The Association of Small Bombs Metaphors and Similes

The Association of Small Bombs Metaphors and Similes

Vikas' past actions

After his two sons are killed, Vikas questions his actions in the past: “Every way he turned, his past was detonated, revealing tunnels and alternative routes under the packed, settled earth of the present. For every decision, there were a million others he could have made. For every India, a Pakistan of possibilities.”

A jail is like a school

Jagdish Chacha, a former cabinet secretary, reveals that there is corruption in many areas of the public sector: “Technically this is not allowed, but a jail is like a school—if you know the principal you can do anything.”

The Khuranas

The Khuranas are described as a tight-knit family whose dreams and nightmares seem to be connected at night as well.

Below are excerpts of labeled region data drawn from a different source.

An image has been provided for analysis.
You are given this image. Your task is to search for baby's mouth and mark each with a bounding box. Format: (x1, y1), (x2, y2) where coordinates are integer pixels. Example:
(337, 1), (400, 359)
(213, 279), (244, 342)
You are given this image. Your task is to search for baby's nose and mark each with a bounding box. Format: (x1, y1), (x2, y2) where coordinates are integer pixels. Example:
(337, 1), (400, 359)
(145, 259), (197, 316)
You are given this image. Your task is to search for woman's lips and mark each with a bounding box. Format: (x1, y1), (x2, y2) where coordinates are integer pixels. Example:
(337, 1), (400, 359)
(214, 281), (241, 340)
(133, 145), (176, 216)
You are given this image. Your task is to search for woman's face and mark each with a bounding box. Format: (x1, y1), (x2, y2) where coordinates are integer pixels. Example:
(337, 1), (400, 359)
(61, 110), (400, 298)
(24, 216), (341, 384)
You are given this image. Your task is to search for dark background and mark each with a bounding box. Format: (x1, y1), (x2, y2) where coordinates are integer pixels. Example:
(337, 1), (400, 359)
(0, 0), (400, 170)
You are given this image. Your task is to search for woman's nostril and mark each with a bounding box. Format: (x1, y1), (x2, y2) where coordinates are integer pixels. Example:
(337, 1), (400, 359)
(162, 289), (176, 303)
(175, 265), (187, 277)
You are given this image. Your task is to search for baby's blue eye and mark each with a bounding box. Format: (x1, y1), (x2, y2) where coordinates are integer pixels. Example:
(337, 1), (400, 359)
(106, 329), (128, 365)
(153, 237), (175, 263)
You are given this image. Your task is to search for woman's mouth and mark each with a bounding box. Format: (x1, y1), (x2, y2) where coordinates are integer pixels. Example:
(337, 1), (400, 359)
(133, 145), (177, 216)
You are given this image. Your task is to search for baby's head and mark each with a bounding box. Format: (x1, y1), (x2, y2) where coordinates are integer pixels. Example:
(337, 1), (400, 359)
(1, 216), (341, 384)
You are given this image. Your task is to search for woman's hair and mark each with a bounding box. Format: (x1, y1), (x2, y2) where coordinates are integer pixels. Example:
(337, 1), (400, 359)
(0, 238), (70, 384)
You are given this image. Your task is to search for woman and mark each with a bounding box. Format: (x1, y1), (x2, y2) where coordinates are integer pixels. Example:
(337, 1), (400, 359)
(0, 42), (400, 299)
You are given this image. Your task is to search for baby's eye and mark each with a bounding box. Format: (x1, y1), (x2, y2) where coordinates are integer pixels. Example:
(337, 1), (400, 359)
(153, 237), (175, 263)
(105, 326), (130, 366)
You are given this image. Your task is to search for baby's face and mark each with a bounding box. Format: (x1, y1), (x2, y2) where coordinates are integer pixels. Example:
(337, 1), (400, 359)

Tushar, one of the sons, sums it up: “We’re like tightly packed molecules.”

Accountancy exams

Education, particularly higher education, is described as hostile, comparing studies to a military campaign where failure could be fatal, and not just in the figurative sense: “The years of your chartered accountancy exams were years of nervousness, where you were still a child. You had a constant sense of falling. You were in the trenches with your guidebooks but when you came out you were on your own, dodging multiple-choice bullets.”

Mansoor's pain

When Mansoor is in the US studying computer science, his left wrist starts to ache so much that every keystroke feels like a painful expedition: “His wrist could barely continue on its journey along the valleys and plateaus of the keyboard.”